- Henderson Location within New York Henderson Location within the United States
- Coordinates: 43°50′45″N 76°10′52″W﻿ / ﻿43.84583°N 76.18111°W
- Country: United States
- State: New York
- County: Jefferson
- Town: Henderson

Area
- • Total: 0.53 sq mi (1.36 km^{2})
- • Land: 0.53 sq mi (1.36 km^{2})
- • Water: 0 sq mi (0.00 km^{2})
- Elevation: 325 ft (99 m)

Population (2020)
- • Total: 233
- • Density: 443.7/sq mi (171.32/km^{2})
- Time zone: UTC-5 (Eastern (EST))
- • Summer (DST): UTC-4 (EDT)
- ZIP code: 13650
- Area code: 315
- FIPS code: 36-34044
- GNIS feature ID: 0952585

= Henderson (CDP), New York =

Henderson is a hamlet and census-designated place (CDP) in the town of Henderson, Jefferson County, New York, United States. The population of the CDP was 224 at the 2010 census, out of 1,360 in the entire town of Henderson.

==Geography==
The hamlet of Henderson is located in southwestern Jefferson County, in the center of the town of Henderson. The community is in the valley of Stony Creek, a southwestward-flowing tributary of Lake Ontario. New York State Route 178 runs through the center of the community, leading west 1 mi to New York State Route 3 and southeast 9 mi to Adams. Henderson Harbor on Lake Ontario is 1.7 mi to the northwest via County Route 72.
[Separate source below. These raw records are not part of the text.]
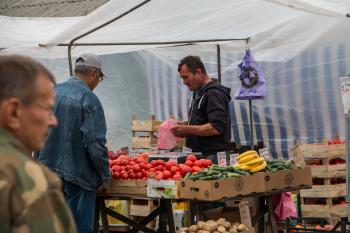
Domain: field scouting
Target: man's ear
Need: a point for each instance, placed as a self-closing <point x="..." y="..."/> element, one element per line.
<point x="10" y="111"/>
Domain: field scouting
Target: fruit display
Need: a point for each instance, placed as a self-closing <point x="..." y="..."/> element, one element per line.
<point x="250" y="161"/>
<point x="138" y="168"/>
<point x="212" y="226"/>
<point x="216" y="172"/>
<point x="278" y="164"/>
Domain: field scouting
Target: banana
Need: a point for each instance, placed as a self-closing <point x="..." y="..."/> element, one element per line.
<point x="249" y="152"/>
<point x="248" y="158"/>
<point x="259" y="167"/>
<point x="242" y="166"/>
<point x="254" y="162"/>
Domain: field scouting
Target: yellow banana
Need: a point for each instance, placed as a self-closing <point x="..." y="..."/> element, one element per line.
<point x="259" y="167"/>
<point x="248" y="158"/>
<point x="249" y="152"/>
<point x="254" y="162"/>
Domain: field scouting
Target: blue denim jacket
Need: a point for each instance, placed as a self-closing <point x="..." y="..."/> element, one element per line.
<point x="75" y="150"/>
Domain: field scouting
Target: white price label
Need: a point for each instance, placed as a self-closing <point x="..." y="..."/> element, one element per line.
<point x="233" y="159"/>
<point x="265" y="153"/>
<point x="345" y="93"/>
<point x="222" y="159"/>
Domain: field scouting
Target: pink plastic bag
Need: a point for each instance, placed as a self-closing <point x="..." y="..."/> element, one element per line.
<point x="166" y="139"/>
<point x="284" y="206"/>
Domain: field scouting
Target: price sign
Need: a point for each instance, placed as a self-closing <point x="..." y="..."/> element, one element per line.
<point x="233" y="159"/>
<point x="345" y="93"/>
<point x="222" y="158"/>
<point x="265" y="153"/>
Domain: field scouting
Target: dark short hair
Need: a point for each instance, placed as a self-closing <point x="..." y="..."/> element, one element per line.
<point x="18" y="75"/>
<point x="192" y="63"/>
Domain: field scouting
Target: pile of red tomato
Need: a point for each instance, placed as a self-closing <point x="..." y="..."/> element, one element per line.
<point x="126" y="168"/>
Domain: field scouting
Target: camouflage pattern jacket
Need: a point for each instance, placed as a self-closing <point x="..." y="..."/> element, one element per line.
<point x="31" y="199"/>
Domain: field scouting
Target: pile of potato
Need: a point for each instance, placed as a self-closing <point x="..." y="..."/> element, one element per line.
<point x="212" y="226"/>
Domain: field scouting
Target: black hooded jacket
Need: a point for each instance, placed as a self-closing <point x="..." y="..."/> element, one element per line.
<point x="210" y="104"/>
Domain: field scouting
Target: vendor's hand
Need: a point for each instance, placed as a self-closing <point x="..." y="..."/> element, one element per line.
<point x="179" y="130"/>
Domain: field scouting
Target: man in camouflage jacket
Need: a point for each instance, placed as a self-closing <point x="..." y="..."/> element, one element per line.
<point x="31" y="199"/>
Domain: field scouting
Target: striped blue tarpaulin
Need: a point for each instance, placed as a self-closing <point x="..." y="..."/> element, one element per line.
<point x="303" y="102"/>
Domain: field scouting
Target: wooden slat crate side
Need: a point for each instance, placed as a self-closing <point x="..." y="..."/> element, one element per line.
<point x="329" y="174"/>
<point x="146" y="125"/>
<point x="325" y="211"/>
<point x="318" y="192"/>
<point x="320" y="150"/>
<point x="143" y="142"/>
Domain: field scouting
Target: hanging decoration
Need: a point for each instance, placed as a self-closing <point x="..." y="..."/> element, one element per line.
<point x="253" y="83"/>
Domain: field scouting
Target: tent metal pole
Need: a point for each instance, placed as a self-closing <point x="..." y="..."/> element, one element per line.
<point x="97" y="28"/>
<point x="218" y="53"/>
<point x="347" y="154"/>
<point x="251" y="125"/>
<point x="178" y="42"/>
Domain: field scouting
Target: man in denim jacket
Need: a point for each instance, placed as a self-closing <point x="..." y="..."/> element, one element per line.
<point x="75" y="150"/>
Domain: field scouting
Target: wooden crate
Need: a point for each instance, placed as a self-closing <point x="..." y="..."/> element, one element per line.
<point x="331" y="212"/>
<point x="142" y="207"/>
<point x="303" y="151"/>
<point x="144" y="134"/>
<point x="133" y="187"/>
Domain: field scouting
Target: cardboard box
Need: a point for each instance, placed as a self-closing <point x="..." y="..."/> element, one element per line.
<point x="287" y="178"/>
<point x="163" y="188"/>
<point x="134" y="187"/>
<point x="212" y="190"/>
<point x="142" y="207"/>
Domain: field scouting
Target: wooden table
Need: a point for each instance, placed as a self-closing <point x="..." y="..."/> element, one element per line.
<point x="165" y="212"/>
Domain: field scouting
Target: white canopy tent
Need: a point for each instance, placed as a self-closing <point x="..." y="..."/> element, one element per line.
<point x="287" y="37"/>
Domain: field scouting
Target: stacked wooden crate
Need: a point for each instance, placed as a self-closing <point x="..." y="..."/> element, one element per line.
<point x="326" y="198"/>
<point x="145" y="134"/>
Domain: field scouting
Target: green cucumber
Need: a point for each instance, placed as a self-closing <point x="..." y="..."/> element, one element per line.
<point x="233" y="174"/>
<point x="205" y="178"/>
<point x="215" y="177"/>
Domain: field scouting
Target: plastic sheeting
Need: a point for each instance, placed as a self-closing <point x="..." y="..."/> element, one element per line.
<point x="276" y="36"/>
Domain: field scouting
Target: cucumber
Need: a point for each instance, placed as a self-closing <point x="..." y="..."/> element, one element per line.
<point x="218" y="168"/>
<point x="188" y="174"/>
<point x="233" y="174"/>
<point x="243" y="173"/>
<point x="205" y="178"/>
<point x="215" y="177"/>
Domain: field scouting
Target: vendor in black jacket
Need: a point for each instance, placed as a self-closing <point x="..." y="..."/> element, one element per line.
<point x="209" y="126"/>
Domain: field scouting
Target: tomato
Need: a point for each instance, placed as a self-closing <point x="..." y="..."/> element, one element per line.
<point x="148" y="166"/>
<point x="198" y="163"/>
<point x="154" y="163"/>
<point x="189" y="163"/>
<point x="160" y="167"/>
<point x="170" y="164"/>
<point x="177" y="176"/>
<point x="196" y="169"/>
<point x="152" y="169"/>
<point x="136" y="167"/>
<point x="159" y="176"/>
<point x="174" y="169"/>
<point x="192" y="158"/>
<point x="166" y="174"/>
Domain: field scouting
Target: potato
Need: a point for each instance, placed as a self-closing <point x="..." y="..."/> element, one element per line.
<point x="227" y="225"/>
<point x="221" y="229"/>
<point x="200" y="225"/>
<point x="233" y="230"/>
<point x="210" y="226"/>
<point x="193" y="228"/>
<point x="242" y="227"/>
<point x="184" y="229"/>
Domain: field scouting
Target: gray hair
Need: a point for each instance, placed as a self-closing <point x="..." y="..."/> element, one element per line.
<point x="18" y="75"/>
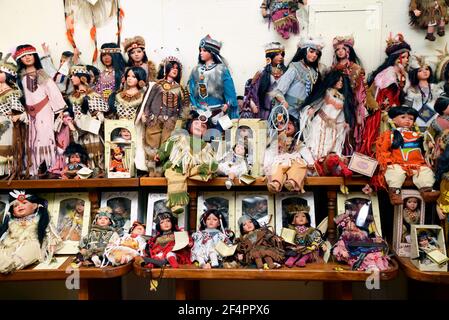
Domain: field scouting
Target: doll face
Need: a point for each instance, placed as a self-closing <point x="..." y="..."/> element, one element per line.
<point x="24" y="208"/>
<point x="137" y="54"/>
<point x="131" y="79"/>
<point x="404" y="121"/>
<point x="212" y="222"/>
<point x="300" y="219"/>
<point x="103" y="221"/>
<point x="165" y="225"/>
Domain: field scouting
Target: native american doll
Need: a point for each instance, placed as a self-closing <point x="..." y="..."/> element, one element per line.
<point x="210" y="84"/>
<point x="388" y="84"/>
<point x="87" y="105"/>
<point x="328" y="115"/>
<point x="110" y="78"/>
<point x="258" y="245"/>
<point x="212" y="231"/>
<point x="346" y="61"/>
<point x="186" y="157"/>
<point x="43" y="100"/>
<point x="13" y="120"/>
<point x="308" y="240"/>
<point x="302" y="75"/>
<point x="428" y="14"/>
<point x="167" y="102"/>
<point x="257" y="102"/>
<point x="422" y="94"/>
<point x="399" y="154"/>
<point x="102" y="232"/>
<point x="137" y="57"/>
<point x="283" y="15"/>
<point x="26" y="235"/>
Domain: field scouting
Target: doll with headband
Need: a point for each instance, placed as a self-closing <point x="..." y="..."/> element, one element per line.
<point x="127" y="247"/>
<point x="258" y="245"/>
<point x="308" y="240"/>
<point x="26" y="235"/>
<point x="400" y="155"/>
<point x="212" y="230"/>
<point x="93" y="245"/>
<point x="13" y="120"/>
<point x="167" y="102"/>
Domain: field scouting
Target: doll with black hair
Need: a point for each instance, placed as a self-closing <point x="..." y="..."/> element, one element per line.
<point x="257" y="101"/>
<point x="210" y="84"/>
<point x="13" y="121"/>
<point x="212" y="230"/>
<point x="328" y="115"/>
<point x="258" y="245"/>
<point x="167" y="102"/>
<point x="399" y="153"/>
<point x="387" y="86"/>
<point x="308" y="240"/>
<point x="101" y="233"/>
<point x="137" y="57"/>
<point x="301" y="77"/>
<point x="26" y="235"/>
<point x="423" y="92"/>
<point x="43" y="101"/>
<point x="110" y="78"/>
<point x="87" y="105"/>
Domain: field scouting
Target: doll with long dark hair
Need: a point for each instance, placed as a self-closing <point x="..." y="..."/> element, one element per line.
<point x="257" y="99"/>
<point x="110" y="78"/>
<point x="42" y="101"/>
<point x="301" y="77"/>
<point x="87" y="104"/>
<point x="26" y="235"/>
<point x="167" y="102"/>
<point x="347" y="61"/>
<point x="13" y="120"/>
<point x="212" y="230"/>
<point x="210" y="83"/>
<point x="137" y="57"/>
<point x="328" y="115"/>
<point x="387" y="85"/>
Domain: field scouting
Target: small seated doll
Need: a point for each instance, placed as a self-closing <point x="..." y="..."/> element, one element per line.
<point x="93" y="245"/>
<point x="234" y="164"/>
<point x="308" y="240"/>
<point x="399" y="154"/>
<point x="258" y="245"/>
<point x="77" y="157"/>
<point x="128" y="246"/>
<point x="159" y="248"/>
<point x="212" y="230"/>
<point x="26" y="235"/>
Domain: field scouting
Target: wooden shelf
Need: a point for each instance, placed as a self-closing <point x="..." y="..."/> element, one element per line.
<point x="312" y="272"/>
<point x="70" y="184"/>
<point x="425" y="276"/>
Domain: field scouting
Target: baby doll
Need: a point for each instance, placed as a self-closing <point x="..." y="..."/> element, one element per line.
<point x="93" y="245"/>
<point x="212" y="230"/>
<point x="308" y="240"/>
<point x="128" y="246"/>
<point x="159" y="248"/>
<point x="234" y="164"/>
<point x="399" y="155"/>
<point x="411" y="215"/>
<point x="258" y="245"/>
<point x="26" y="235"/>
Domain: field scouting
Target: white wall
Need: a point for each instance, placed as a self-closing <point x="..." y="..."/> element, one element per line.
<point x="182" y="23"/>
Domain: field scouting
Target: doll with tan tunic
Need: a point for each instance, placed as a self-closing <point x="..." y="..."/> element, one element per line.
<point x="26" y="235"/>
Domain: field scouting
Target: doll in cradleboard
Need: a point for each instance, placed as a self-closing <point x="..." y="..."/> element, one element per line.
<point x="212" y="231"/>
<point x="128" y="246"/>
<point x="399" y="154"/>
<point x="26" y="235"/>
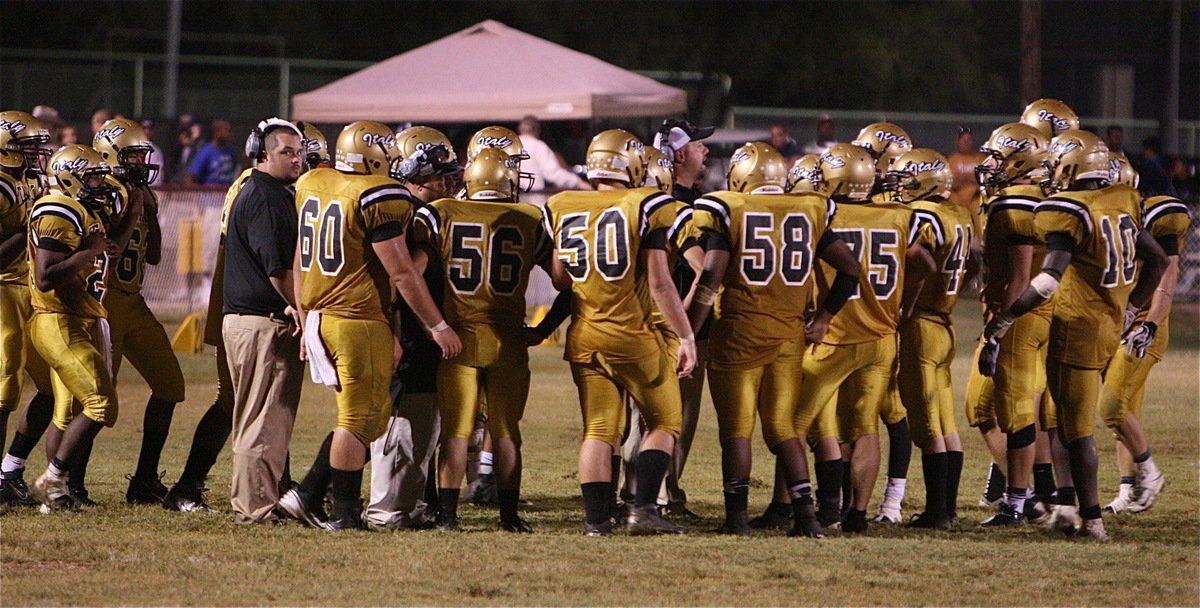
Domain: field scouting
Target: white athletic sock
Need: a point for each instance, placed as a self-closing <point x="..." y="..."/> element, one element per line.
<point x="11" y="464"/>
<point x="485" y="463"/>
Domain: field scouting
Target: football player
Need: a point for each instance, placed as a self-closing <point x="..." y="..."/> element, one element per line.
<point x="403" y="494"/>
<point x="599" y="238"/>
<point x="847" y="377"/>
<point x="1125" y="380"/>
<point x="1009" y="401"/>
<point x="487" y="245"/>
<point x="352" y="251"/>
<point x="922" y="179"/>
<point x="773" y="241"/>
<point x="70" y="248"/>
<point x="135" y="331"/>
<point x="22" y="170"/>
<point x="1096" y="232"/>
<point x="886" y="142"/>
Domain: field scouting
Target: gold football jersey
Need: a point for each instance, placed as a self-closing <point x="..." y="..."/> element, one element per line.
<point x="487" y="251"/>
<point x="13" y="216"/>
<point x="953" y="230"/>
<point x="1095" y="290"/>
<point x="1167" y="218"/>
<point x="1008" y="221"/>
<point x="59" y="223"/>
<point x="599" y="236"/>
<point x="340" y="272"/>
<point x="773" y="240"/>
<point x="880" y="234"/>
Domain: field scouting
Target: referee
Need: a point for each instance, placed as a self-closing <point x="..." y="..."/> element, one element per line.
<point x="261" y="326"/>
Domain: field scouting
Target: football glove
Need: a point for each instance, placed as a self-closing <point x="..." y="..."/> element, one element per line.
<point x="1139" y="338"/>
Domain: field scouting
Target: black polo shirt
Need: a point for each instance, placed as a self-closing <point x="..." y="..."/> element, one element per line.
<point x="261" y="240"/>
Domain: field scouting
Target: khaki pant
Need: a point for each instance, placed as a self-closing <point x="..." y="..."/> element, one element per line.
<point x="267" y="373"/>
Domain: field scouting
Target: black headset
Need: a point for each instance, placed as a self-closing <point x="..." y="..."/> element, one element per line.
<point x="255" y="140"/>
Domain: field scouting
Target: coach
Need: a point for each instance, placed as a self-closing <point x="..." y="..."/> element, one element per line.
<point x="261" y="326"/>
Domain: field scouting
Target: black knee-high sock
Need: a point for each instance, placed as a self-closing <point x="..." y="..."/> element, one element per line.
<point x="652" y="469"/>
<point x="936" y="467"/>
<point x="321" y="474"/>
<point x="899" y="449"/>
<point x="156" y="426"/>
<point x="953" y="475"/>
<point x="210" y="437"/>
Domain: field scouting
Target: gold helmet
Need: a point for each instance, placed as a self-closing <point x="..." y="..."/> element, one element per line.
<point x="885" y="142"/>
<point x="316" y="146"/>
<point x="491" y="175"/>
<point x="803" y="175"/>
<point x="1050" y="116"/>
<point x="1073" y="156"/>
<point x="1122" y="169"/>
<point x="125" y="146"/>
<point x="79" y="172"/>
<point x="845" y="170"/>
<point x="659" y="169"/>
<point x="757" y="168"/>
<point x="22" y="138"/>
<point x="1014" y="151"/>
<point x="366" y="148"/>
<point x="436" y="157"/>
<point x="919" y="174"/>
<point x="617" y="155"/>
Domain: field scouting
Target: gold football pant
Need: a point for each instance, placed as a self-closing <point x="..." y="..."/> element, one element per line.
<point x="17" y="354"/>
<point x="492" y="367"/>
<point x="851" y="378"/>
<point x="601" y="384"/>
<point x="361" y="351"/>
<point x="927" y="351"/>
<point x="139" y="337"/>
<point x="77" y="351"/>
<point x="1125" y="384"/>
<point x="771" y="390"/>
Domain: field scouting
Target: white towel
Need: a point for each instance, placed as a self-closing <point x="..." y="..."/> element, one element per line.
<point x="321" y="366"/>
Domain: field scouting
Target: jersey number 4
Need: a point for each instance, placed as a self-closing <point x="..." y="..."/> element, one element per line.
<point x="468" y="259"/>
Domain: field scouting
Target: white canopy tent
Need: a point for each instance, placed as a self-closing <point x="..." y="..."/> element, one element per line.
<point x="489" y="72"/>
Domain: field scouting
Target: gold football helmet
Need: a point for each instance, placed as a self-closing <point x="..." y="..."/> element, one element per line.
<point x="491" y="175"/>
<point x="79" y="172"/>
<point x="125" y="146"/>
<point x="757" y="168"/>
<point x="885" y="142"/>
<point x="919" y="174"/>
<point x="659" y="170"/>
<point x="1050" y="116"/>
<point x="1073" y="156"/>
<point x="316" y="146"/>
<point x="22" y="140"/>
<point x="366" y="148"/>
<point x="1014" y="151"/>
<point x="846" y="170"/>
<point x="803" y="175"/>
<point x="1122" y="169"/>
<point x="617" y="155"/>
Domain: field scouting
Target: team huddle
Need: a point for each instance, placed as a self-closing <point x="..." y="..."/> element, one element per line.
<point x="817" y="299"/>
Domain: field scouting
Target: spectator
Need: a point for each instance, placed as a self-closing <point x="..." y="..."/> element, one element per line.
<point x="963" y="163"/>
<point x="1155" y="179"/>
<point x="156" y="157"/>
<point x="216" y="163"/>
<point x="825" y="136"/>
<point x="543" y="161"/>
<point x="784" y="143"/>
<point x="97" y="120"/>
<point x="1115" y="139"/>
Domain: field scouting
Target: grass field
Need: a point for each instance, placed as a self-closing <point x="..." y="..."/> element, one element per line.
<point x="144" y="555"/>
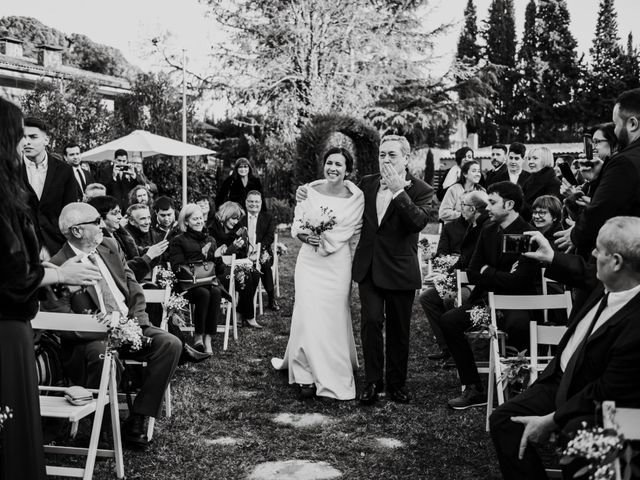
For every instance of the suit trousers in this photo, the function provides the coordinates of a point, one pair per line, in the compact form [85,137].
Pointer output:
[456,322]
[389,309]
[84,367]
[538,400]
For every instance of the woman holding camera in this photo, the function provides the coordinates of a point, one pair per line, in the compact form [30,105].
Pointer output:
[235,240]
[194,246]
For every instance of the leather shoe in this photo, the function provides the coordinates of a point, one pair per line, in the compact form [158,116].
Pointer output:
[441,355]
[133,431]
[273,305]
[369,395]
[190,354]
[400,395]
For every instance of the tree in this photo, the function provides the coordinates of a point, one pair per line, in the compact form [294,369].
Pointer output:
[73,109]
[468,47]
[500,39]
[293,60]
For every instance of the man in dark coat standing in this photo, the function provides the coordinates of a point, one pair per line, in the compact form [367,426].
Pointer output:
[597,359]
[386,267]
[50,182]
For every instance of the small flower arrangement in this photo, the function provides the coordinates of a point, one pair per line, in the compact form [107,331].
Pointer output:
[600,447]
[444,263]
[516,372]
[165,277]
[177,303]
[126,334]
[5,414]
[242,272]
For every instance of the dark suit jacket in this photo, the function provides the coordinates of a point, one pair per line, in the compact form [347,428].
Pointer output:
[265,230]
[617,194]
[87,299]
[499,277]
[503,176]
[60,189]
[389,250]
[610,366]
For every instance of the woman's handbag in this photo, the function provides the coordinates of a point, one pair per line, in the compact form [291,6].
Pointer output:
[199,274]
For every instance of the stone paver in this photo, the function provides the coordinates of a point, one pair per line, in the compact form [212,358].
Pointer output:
[389,442]
[294,470]
[226,441]
[302,420]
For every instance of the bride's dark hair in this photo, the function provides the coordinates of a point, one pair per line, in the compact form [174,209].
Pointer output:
[340,151]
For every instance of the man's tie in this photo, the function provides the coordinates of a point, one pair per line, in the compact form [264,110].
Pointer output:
[563,388]
[110,303]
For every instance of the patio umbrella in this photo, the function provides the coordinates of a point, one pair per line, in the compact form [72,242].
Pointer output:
[148,144]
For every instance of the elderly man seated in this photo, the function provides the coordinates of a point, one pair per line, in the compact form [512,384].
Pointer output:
[117,291]
[597,359]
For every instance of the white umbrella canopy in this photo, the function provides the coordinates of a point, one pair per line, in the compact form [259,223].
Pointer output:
[147,144]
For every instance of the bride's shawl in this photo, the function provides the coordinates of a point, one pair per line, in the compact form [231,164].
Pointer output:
[348,215]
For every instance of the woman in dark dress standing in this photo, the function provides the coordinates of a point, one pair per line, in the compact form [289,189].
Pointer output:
[238,184]
[21,274]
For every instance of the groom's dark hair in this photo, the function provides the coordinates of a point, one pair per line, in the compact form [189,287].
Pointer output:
[340,151]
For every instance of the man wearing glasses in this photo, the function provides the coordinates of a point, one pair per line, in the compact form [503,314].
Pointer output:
[117,291]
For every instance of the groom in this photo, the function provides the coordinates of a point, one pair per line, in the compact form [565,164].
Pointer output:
[386,267]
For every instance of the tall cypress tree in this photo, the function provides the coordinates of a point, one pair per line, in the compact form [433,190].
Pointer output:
[555,113]
[500,37]
[604,78]
[527,75]
[468,48]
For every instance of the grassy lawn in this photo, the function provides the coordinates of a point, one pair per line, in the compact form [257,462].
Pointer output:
[236,394]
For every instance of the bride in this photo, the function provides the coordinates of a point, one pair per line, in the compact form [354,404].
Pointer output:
[321,353]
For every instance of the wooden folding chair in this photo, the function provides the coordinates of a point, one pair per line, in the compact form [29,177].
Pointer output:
[229,306]
[625,421]
[514,302]
[59,407]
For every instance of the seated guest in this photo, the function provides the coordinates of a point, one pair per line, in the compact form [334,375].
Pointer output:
[139,226]
[543,179]
[474,213]
[193,245]
[547,215]
[261,228]
[117,291]
[598,358]
[470,176]
[94,190]
[166,225]
[462,155]
[498,162]
[491,270]
[225,229]
[514,173]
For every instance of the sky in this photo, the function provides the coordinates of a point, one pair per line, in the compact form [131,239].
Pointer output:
[130,24]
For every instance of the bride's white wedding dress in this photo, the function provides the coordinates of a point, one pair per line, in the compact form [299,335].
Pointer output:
[321,348]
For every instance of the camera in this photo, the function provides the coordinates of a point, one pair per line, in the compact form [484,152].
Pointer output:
[516,243]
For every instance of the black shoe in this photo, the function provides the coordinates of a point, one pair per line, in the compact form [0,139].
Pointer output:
[190,354]
[133,432]
[273,305]
[369,395]
[443,354]
[400,395]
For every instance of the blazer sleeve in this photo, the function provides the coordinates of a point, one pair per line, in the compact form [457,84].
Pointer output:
[616,191]
[414,213]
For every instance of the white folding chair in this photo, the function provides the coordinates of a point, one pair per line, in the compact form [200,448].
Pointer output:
[229,306]
[514,302]
[625,421]
[59,407]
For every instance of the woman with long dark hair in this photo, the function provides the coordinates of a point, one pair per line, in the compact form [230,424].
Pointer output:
[238,184]
[21,274]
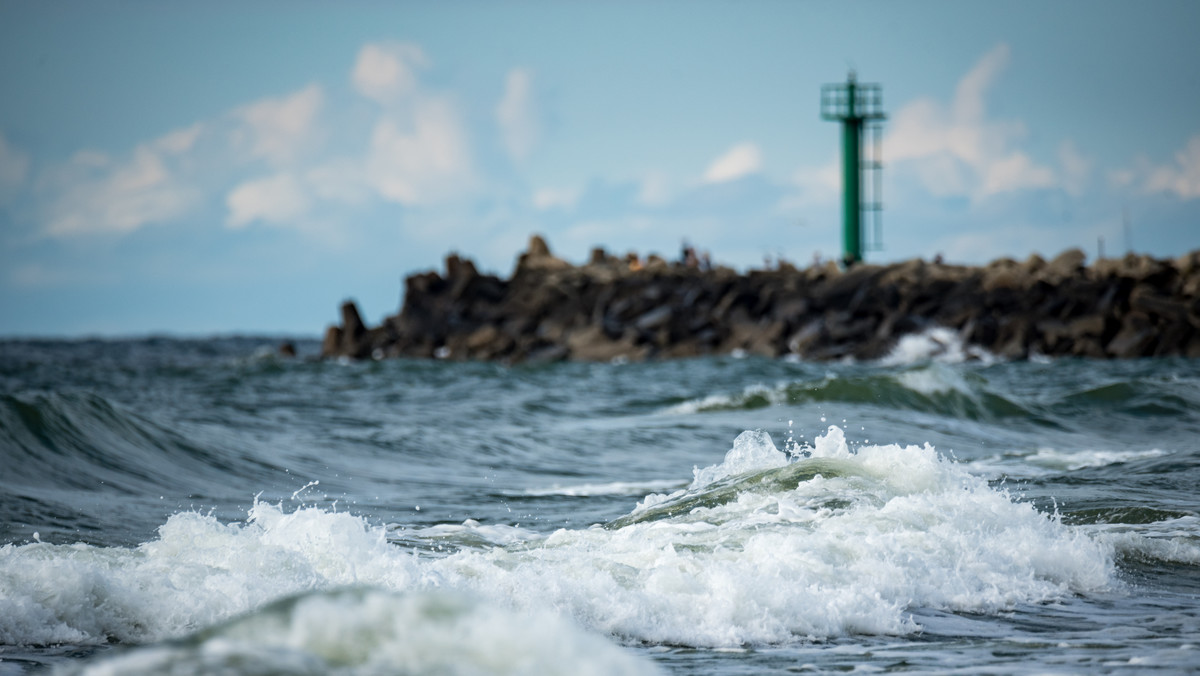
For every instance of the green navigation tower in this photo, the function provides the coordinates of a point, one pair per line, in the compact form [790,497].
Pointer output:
[859,107]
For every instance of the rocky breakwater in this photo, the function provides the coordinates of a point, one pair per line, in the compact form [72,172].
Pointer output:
[621,309]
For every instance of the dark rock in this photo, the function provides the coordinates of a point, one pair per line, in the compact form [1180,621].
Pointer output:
[621,309]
According to the United States Census Bureau, the Henderson CDP has a total area of 1.31 km2, all land.

==Demographics==

Historical population
| Census | Pop. | Note | %± |
| 2020 | 233 |  | — |
U.S. Decennial Census

==Education==
The school district is the Belleville Henderson Central School District.